An age of translation

In the post-monolingual environments which make up many modern cities today the process of translation – or more often of improvisation and negotiation between a multiplicity of languages and expressions - has become endless, meaning that many of our long-standing scripts for thinking about cultural production no longer speak to our moment.

Against this background of multilingualism we’ve been considering:

  • The problems and challenges that these plural forms of expression can pose and the potential for French literature and culture, with its strong appropriative tendencies, to absorb any and all these cultural particulars within the folds of its ample Republican robes.
  • How individuals today and in the past, whose experience has been marked in by the process of uprooting, give form to that experience through the written, spoken or drawn word.
  • The distinctions drawn between contemporary migrants and earlier categories of displaced peoples, for whom paradigms of emigration, settlement, exile, and expatriation have been predominant, with particular regard to historical study into the formation of new cultural identities and expressions within migrant and settler communities in North Africa in the 19th and 20th centuries.
  • What happens when these experiences of displacement are articulated through translations and reflections on the words of classic literary texts and how these new expressions reshape and enrich our reading of European cultural and literary traditions.

 

An age of migration

As we travel further and more frequently our words and stories have become increasingly important as a means to establish our belonging and to build a future in new locations. This age of migration thus requires us to think more carefully about how our languages and expressivities shape and serve our trajectories in and through the world.

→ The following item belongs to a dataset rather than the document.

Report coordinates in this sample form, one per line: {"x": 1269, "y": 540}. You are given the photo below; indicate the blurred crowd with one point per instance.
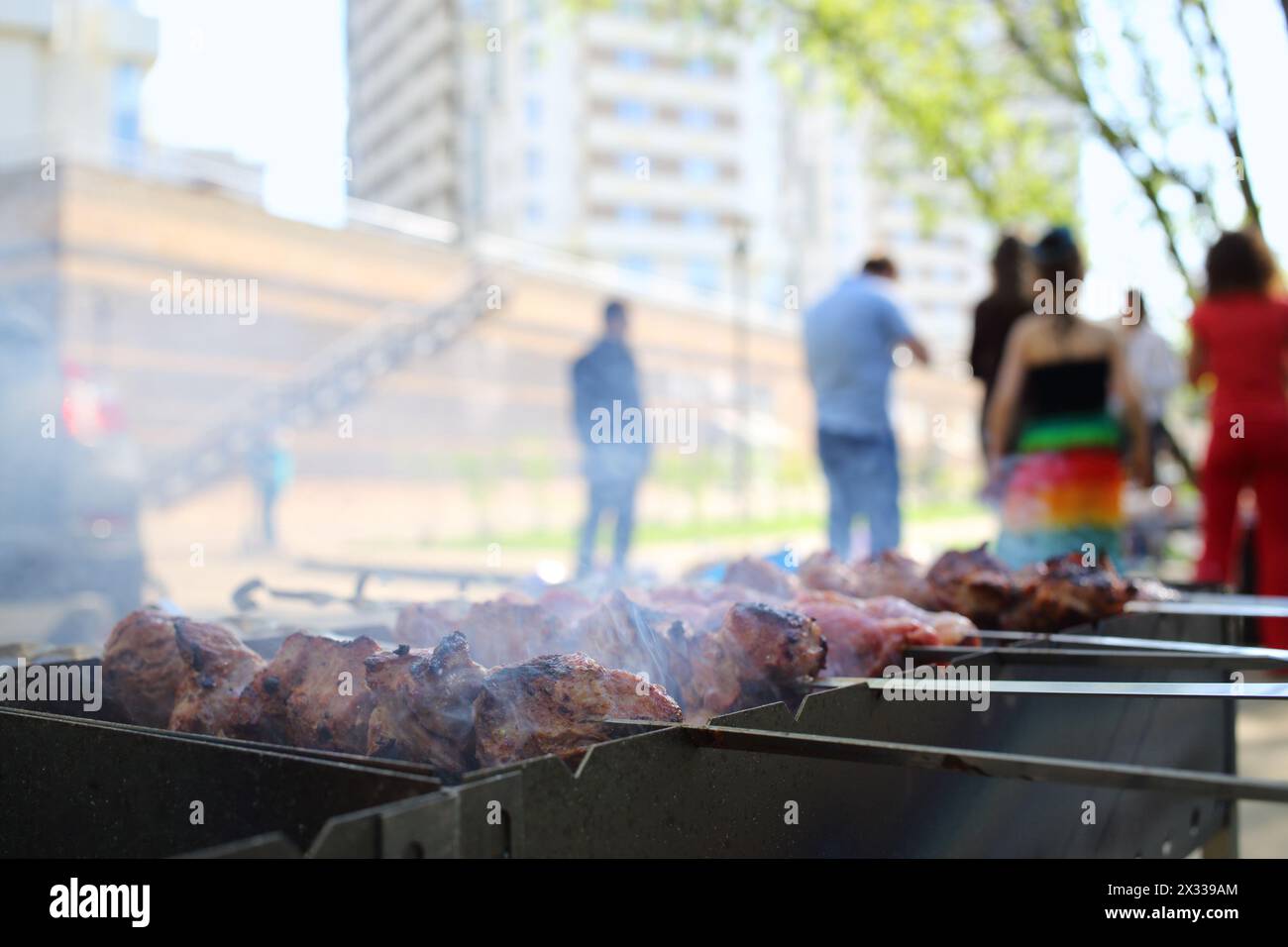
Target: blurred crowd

Against this background of movement and mobility we’re exploring:

  • The potentialities of language as both a bridge and a barrier to effective exchange and how the design and organisation of shared spaces – particularly those in temporary living environments and refugee camps – can promote community and effective cultural exchange.
  • The varied significances of home for people in positions of transience.
  • The expressive possibilities found for migrant stories in different media and the communicative power of those media to elevate the stories beyond reductionist administrative accounts and sensationalist newspeak to express lived experiences.
  • The roles that new cultural expressions and hybrid forms (bande dessinée, video art, street dance, slam poetry) play in an age of generalised displacement.
  • The unique position of ULIP as a UK institution, both on the continent and yet easily connected to British Isles, and as an Anglophone environment, operating within the resolutely monolingual world of French administration, to speak to refugees and migrants currently in France and yet hoping to continue their journeys to the UK.